Late fall. Wet and chilly day. The grass was brown and the leaves had all fallen, the tree’s skeletal branches clawed at the laden sky. The clouds gray and dreary, not quite releasing their payload of rain, just letting out a pervasive mist that just settled on everything like a damp blanket. One might ask what was so bad about this day, it was just another fall day so it really wasn’t a big deal but for the nineteen year old it was the emptiest day of her life.
She stood huddled in her ragged jacket, her only pair of heels trying to sink through the astroturf that was put out under the small canopy that stretched above her. Gray eyes stared into space as the only other person who was with her droned on. “As they say in Ecclesiastes 3:1-4. ‘For everything there is a season, and a time for every matter under heaven: a time to be born, and a time to die; a time to plant, and a time to pluck up what is planted; a time to kill, and a time to heal; a time to break down, and a time to build up; and a time to weep, and a time to laugh; a time to mourn, and a time to dance.’” The priest continued down on that track for a while longer. Muttering about how it was God’s plan and that all were in God’s hands, and crap like that. She didn’t care. She didn’t feel anything right now. Not the cold. Not the invasive wet. She didn’t even glance down towards the gleaming wood of the casket and the wilting flowers that were placed on it.

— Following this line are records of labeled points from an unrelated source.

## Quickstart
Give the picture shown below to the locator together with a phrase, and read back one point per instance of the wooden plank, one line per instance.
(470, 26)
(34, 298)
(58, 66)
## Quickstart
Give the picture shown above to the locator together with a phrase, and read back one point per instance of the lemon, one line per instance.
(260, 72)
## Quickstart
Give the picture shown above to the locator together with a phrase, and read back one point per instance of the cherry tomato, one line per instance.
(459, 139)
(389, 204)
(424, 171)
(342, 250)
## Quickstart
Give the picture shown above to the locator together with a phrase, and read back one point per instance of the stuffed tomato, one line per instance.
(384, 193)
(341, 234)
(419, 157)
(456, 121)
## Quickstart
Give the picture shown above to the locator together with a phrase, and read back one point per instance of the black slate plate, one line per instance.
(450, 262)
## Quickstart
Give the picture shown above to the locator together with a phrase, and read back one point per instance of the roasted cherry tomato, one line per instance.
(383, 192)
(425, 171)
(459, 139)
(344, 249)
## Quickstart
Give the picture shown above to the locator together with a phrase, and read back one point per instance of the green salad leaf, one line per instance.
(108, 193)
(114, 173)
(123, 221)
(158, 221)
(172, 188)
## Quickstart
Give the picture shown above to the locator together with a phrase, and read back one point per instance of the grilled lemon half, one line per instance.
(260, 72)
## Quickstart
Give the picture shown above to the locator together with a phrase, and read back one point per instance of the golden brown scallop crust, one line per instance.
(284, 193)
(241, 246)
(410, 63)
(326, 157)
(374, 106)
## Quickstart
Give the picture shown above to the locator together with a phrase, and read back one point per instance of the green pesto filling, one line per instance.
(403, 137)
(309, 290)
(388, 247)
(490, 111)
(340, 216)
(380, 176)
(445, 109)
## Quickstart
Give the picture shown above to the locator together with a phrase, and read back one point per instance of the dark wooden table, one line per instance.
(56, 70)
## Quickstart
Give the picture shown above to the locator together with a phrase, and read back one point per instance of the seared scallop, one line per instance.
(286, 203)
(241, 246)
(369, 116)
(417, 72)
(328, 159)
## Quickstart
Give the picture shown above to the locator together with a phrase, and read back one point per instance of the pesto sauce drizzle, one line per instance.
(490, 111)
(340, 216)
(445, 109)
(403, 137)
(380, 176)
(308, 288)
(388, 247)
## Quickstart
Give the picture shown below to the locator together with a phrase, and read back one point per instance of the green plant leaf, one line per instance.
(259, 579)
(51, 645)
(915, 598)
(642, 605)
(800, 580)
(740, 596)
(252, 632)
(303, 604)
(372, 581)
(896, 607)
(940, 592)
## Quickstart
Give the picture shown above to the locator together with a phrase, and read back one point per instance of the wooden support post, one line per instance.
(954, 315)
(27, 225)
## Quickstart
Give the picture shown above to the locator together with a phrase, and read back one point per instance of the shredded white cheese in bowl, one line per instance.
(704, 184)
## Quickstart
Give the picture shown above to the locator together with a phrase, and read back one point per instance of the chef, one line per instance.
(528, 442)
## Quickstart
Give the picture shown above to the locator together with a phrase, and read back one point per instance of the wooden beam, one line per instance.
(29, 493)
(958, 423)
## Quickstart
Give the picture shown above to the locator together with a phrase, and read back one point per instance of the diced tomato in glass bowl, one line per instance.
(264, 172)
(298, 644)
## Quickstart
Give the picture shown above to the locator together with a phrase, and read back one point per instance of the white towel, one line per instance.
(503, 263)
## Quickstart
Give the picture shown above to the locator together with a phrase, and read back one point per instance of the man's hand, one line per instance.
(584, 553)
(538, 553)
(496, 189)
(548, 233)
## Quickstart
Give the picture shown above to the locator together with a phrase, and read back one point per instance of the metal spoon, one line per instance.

Finally the elderly man finished up with a quiet something or another about him giving her some time alone, and walked off towards the only other car in the cemetery other than hers. Finally her eyes dropped to take in the simple casket and the sad flowers that were more like pitty flowers then mouring flowers. This whole pathetic circus was built into her grandfather’s will, it was really the only thing that he could afford. They hadn’t ever really been what one would call rich but he had always done his best for her. She never went hungry. Never went without clean clothes. Was never really alone in the world… now she was. There was no one who cared if she ate, or showered, or even got home at night.
The one person in the whole world who cared for her was dead.
She was alone.
All alone.
After an eternity of just staring at the glossy wood the young woman reached out and placed a shaking hand on the casket for a moment before turning and walking off, deeper into the cemetery. Never once saying a thing.
Shannon blinked in surprise when someone jostled her as they passed. “Excuse you,” She snapped at the man, sneering at him before she turned on her heel and stomped away. She needed a drink and a good lay… not necessarily in that order.